Woodward Road traffic study reveals most drivers in compliance

Woodward Road traffic study reveals most drivers in compliance

A posted speed limit along Woodward Road near the Providence line warns motorists that the 25 mile per hour speed limit is radar-patrolled. A recent traffic study conducted in the area revealed that the majority of motorists on the road drive in compliance with the speed limit. (Breeze photo by Nicole Dotzenrod)

NORTH PROVIDENCE – The results of a traffic study conducted by the North Providence Police Department in the Woodward Road area, completed in response to complaints about speeding drivers, has found that the majority of motorists are complying with the posted speed limit of 25 miles per hour.

The study of Woodward Road in the area of Robin Street, which ran from Dec. 12-26, was initiated after police received a traffic complaint from David Condon, the owner of a home at 2 Robin St., which intersects Woodward Road.

Condon told The Breeze at the time that he was especially concerned about speeding after a car skidded onto his front lawn in November, causing property damage. He said he had made numerous complaints to police and Mayor Charles Lombardi regarding the “nonstop speeding” on his street, concerned for the safety of his two young children.

The traffic study, under the director of Lt. Michael Tavarozzi, focused on the section of Woodward Road between Mineral Spring Avenue and the Providence city line at Branch Avenue, a major cut-through between the two municipalities. The scope included:

• An initial survey of the area for existing signage.

• Crash and traffic enforcement data was collected from Jan. 1 to Dec. 18, 2018.

• Speeding data was collected over a 14-day period beginning Dec. 13 and ending on Dec. 26, utilizing the North Providence Police Department Mobile Traffic Trailer.

A total of five crashes occurred in 2018. One of the accidents occurred in a nearby parking lot, another when two vehicles collided while attempting to avoid turkeys in the road. Only one, the accident at 2 Robin Ave., indicated that speed was a factor.

In the same period, 55 traffic/radar posts were conducted in the area. Four municipal citations were issued for speeding, and four were issued for “other traffic violation.” Two civil citations, four citation warnings and one verbal warning were also given for traffic violations other than speeding.

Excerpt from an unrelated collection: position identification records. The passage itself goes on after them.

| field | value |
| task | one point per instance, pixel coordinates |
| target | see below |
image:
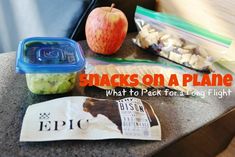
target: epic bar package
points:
(84, 118)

The mobile trailer also collected data for a two-week period in December, measuring speed in both directions for 24 hours each day. It found that an average of 2,956 vehicles travel the roadway every day (roughly two per minute), at an average speed of 29.2 miles per hour.

The majority of vehicles complied with the speed limit, with 68 percent traveling between 21 and 30 miles per hour on any given day. From there, an average of 27.4 percent of vehicles traveled 31-35 miles per hour; 4.3 percent went 36-40 miles per hour, and less than one percent hit 41-45 miles per hour.

With more than half of the daily traffic on Woodward Road falling into compliance, Lt. Tavarozzi said the results of the study are a sign that the department’s traffic calming techniques are working.

While the study was being conducted, additional signs were added to the road under the posted speed limit signs reading “Strictly Enforced.” Additional signs will be added for “Slow Caution, Curve Ahead,” in the area of 2 Robin St. Controls such as speed bumps are not being considered at this time.

Roadway lines will also be added as a measure of traffic calming on Woodward Road. North Providence police will also continue to patrol the area, conducting frequent traffic posts to maintain or improve the high level of compliance. Lastly, the department has promised to conduct another traffic study in the spring.

Deputy Chief Arthur Martins said the improvements are part of an “ongoing process,” adding that the department will continue to assess the data going forward to determine whether additional work needs to be done.

The Woodward Road traffic study is one of a number of traffic studies being conducted by police around town.